Über den Autor / die Autorin
Dr. Xilin Lü is a Professor and doctoral advisor in the Department of Geotechnical Engineering, College of Civil Engineering, Tongji University, and Director of the Institute of Foundation Engineering. He was selected for the National Young Talents Program of China. His research primarily focuses on the theory of progressive failure in soils, urban underground engineering, slope stability, subgrade settlement control, and intelligent geotechnical engineering. He has received over ten provincial and ministerial-level Science and Technology Progress Awards. He has published more than 60 SCI-indexed papers in journals such as Computer Methods in Applied Mechanics and Engineering (CMAME), Journal of Geotechnical and Geoenvironmental Engineering (JGGE), and Computers and Geotechnics (CG). He has authored or co-authored three books and textbooks, holds over 30 international and domestic patents, and has registered 22 national software copyrights. He has also participated in the compilation of five national, local, and industry standards. He currently serves as Associate Editor of Geoenvironmental Disasters and Editorial Board Member of the Journal of Basic Science and Engineering and Journal of Ground Improvement. He is also a member of the ASCE Technical Committee on Computational Geomechanics, a corresponding member of ISSMGE Technical Committees TC214 and TC222, an Executive Member of the Geotechnical Foundation and Structural Engineering Division of the Chinese Society for Rock Mechanics and Engineering, and a Board Member of the Tunnel and Underground Engineering Branch of the China Civil Engineering Society.

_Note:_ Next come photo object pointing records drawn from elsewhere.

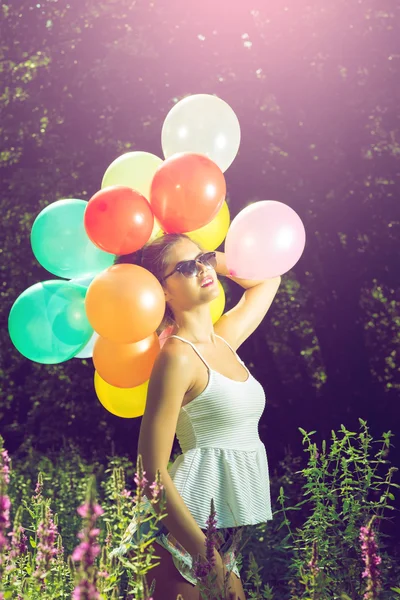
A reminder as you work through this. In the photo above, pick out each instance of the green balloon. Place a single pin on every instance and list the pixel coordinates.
(60, 242)
(48, 323)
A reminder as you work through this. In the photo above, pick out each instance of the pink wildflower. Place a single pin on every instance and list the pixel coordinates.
(4, 521)
(369, 551)
(85, 590)
(5, 466)
(46, 545)
(87, 551)
(202, 569)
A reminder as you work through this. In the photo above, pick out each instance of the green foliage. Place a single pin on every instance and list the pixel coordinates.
(310, 550)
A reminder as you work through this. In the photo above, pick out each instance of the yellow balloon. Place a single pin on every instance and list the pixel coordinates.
(217, 305)
(127, 403)
(210, 236)
(157, 231)
(135, 170)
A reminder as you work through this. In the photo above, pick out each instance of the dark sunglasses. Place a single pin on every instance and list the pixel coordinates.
(189, 268)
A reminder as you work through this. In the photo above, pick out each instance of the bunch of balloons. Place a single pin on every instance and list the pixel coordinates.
(112, 312)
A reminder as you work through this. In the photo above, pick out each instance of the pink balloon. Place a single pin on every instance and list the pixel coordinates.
(265, 239)
(162, 338)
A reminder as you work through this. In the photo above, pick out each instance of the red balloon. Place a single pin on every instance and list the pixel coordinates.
(187, 192)
(118, 220)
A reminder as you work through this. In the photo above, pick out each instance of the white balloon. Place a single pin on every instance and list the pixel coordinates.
(203, 124)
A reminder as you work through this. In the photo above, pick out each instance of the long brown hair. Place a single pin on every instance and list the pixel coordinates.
(153, 256)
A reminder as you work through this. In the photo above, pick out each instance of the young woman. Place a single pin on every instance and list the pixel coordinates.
(201, 391)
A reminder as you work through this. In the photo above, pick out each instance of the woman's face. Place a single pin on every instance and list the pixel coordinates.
(183, 293)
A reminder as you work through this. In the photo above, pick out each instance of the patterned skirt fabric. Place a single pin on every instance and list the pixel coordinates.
(227, 542)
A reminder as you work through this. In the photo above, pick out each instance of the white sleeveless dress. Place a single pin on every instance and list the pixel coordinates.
(222, 454)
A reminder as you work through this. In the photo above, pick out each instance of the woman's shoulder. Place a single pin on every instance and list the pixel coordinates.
(175, 350)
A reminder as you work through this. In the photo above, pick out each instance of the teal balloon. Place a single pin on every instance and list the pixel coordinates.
(60, 242)
(48, 323)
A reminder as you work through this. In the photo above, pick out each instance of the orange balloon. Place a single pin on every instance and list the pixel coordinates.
(118, 219)
(125, 365)
(187, 192)
(125, 303)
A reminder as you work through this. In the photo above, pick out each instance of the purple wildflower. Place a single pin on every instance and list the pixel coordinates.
(88, 549)
(202, 569)
(140, 480)
(5, 467)
(4, 521)
(85, 590)
(19, 545)
(369, 551)
(156, 488)
(314, 568)
(39, 488)
(46, 544)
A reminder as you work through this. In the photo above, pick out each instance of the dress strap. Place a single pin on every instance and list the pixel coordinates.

Dawei Xue is currently a Research Professor and doctoral advisor in the Department of Geotechnical Engineering, College of Civil Engineering, Tongji University. He was selected for the Shanghai Overseas High-Level Talent Program. He serves as a member of the Youth Committee of the Soil Mechanics and Geotechnical Engineering Branch of the China Civil Engineering Society, a Youth Editorial Board Member of Biogeotechnics and the Journal of Basic Science and Engineering, and a member of the Chinese Society for Rock Mechanics and Engineering. His research focuses on higher-order continuum theories and constitutive modeling of geomaterials, material stability analysis, and multiscale numerical simulation methods. He has received several honors, including the First Prize of the Provincial and Ministerial Science and Technology Progress Award and the Excellent Doctoral Dissertation Award of Tongji University. He has published 30 academic papers in journals such as Computer Methods in Applied Mechanics and Engineering (CMAME), Journal of Geotechnical and Geoenvironmental Engineering (JGGE), and Computers and Geotechnics (CG), and holds 6 granted international and domestic patents as well as 5 registered national software copyrights.
Zusammenfassung
The book adopts a multiscale theoretical framework to systematically address localized deformation in plastic geomaterials. It integrates experimental findings with advanced numerical methods, including discrete element simulations and finite element modeling using higher-order continuum theories, providing a comprehensive understanding from micro- to macroscale perspectives. The book will provide insights into the nuances of strain localization that traditional modeling often overlooks, thereby enhancing predictive accuracy and model fidelity. The book is designed for graduate students, researchers, and professionals in geotechnical engineering, materials science, and related fields who have a solid grounding in continuum mechanics and numerical methods. It is also suitable for readers seeking an advanced, research-focused perspective on multiscale modeling.